The Turkish Supreme Election Council (YSK) ordered on Monday re-running the mayoral election in Istanbul to be held on 23 June, after the ruling Justice and Development (AK) party complained of irregularities following its defeat at the polls in the country’s biggest city.
“The decision was taken as some presiding officers and polling staffs, who are supposed to be civil servants as per Turkish law, served during the elections,” according to the YSK.
For the first time since 1994, the candidates of the main Turkish opposition Republican People’s Party (CHP) won in the mayoral race in Ankara, the capital city, and Istanbul, Turkey’s most populous city, in the mayoral elections which was held in March.
In a speech to thousands of his supporters, Ekrem Imamoglu, the main opposition Republican People’s party (CHP) candidate who won the elections in Istanbul condemned the Turkish Supreme Election Council, accusing it of bowing its head to threats.
He urged supporters to remain calm, saying that “the people chose me. We are the Turkish youth who are thirsting for justice and believe in democracy.” He added: “We won’t give up and we are determined to conduct this process in a sound fashion.”
“Decision-makers in the country may be in error, misguided and may even be traitors… but we will never give up, do not lose your hope!
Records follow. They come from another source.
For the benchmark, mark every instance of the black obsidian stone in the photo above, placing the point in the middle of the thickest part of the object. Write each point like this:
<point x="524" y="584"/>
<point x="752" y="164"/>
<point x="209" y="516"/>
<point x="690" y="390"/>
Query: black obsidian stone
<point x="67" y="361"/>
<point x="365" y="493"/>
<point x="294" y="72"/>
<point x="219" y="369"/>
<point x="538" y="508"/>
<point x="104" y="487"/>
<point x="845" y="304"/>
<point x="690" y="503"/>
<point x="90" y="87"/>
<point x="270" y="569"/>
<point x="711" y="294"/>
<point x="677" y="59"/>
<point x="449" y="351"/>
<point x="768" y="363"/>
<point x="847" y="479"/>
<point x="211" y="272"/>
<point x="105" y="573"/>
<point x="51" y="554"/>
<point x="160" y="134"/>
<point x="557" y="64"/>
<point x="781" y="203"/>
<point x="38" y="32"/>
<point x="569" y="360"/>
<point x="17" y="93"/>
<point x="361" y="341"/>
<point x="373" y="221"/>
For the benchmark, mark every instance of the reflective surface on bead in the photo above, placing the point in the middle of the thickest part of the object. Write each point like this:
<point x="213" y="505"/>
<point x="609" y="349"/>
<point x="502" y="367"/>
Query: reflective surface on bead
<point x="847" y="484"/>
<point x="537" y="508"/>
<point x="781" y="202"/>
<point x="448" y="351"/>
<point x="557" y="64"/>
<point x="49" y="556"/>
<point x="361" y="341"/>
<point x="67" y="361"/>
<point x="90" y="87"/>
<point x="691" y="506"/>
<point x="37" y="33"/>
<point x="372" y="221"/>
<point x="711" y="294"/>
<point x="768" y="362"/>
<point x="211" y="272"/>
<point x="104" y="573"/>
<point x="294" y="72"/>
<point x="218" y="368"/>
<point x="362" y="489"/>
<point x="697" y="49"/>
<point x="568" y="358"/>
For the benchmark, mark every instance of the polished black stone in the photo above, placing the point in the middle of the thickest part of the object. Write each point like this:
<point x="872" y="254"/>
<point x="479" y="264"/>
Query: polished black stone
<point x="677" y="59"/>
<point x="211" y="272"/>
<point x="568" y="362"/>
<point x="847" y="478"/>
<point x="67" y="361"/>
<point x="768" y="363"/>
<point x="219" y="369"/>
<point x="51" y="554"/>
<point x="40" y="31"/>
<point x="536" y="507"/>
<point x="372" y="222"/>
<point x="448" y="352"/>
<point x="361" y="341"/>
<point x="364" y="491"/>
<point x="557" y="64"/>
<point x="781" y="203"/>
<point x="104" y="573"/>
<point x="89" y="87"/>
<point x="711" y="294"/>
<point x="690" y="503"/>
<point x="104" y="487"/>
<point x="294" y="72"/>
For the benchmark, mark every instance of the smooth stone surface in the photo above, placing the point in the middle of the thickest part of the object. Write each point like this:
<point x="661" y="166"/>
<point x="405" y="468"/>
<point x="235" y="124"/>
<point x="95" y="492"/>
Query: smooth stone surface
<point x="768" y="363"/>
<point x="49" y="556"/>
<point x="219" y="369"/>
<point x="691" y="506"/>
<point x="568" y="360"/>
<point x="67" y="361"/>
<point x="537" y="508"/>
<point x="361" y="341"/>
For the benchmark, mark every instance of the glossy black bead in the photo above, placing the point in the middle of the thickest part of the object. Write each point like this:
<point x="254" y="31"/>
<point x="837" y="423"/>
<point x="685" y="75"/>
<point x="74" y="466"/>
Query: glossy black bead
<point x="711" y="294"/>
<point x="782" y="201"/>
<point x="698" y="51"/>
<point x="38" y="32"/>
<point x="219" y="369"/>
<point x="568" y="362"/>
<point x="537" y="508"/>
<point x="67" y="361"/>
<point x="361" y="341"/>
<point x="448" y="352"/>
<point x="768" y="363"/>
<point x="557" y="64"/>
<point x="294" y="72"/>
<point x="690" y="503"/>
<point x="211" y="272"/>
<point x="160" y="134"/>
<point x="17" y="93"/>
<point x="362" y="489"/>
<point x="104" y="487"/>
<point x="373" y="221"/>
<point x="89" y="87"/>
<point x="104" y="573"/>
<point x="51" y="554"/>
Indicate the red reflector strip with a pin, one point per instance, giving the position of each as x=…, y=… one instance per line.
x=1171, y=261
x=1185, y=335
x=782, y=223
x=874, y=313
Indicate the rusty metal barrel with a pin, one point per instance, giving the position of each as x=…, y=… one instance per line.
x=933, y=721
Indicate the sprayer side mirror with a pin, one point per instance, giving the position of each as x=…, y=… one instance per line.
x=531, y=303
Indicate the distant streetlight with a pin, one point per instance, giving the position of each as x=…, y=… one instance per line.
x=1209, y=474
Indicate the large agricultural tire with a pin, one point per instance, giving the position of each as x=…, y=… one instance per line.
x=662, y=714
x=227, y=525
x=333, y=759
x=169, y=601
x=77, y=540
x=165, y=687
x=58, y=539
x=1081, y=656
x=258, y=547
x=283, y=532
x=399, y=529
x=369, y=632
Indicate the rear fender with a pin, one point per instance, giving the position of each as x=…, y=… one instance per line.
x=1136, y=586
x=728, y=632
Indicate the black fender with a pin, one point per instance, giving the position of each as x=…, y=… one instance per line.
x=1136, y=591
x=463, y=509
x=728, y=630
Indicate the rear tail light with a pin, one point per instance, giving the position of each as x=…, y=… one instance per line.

Everything will be good,” Imamoglu said.
Federica Mogherini, the EU’s foreign affairs chief, and Johannes Hahn, its enlargement commissioner, said in a joint statement: “The justification for this far-reaching decision, taken in a highly politicised context, should be made available for public scrutiny without delay.
“Ensuring a free, fair, and transparent election process is essential to any democracy and is at the heart of the European Union’s relations with Turkey,” read the statement.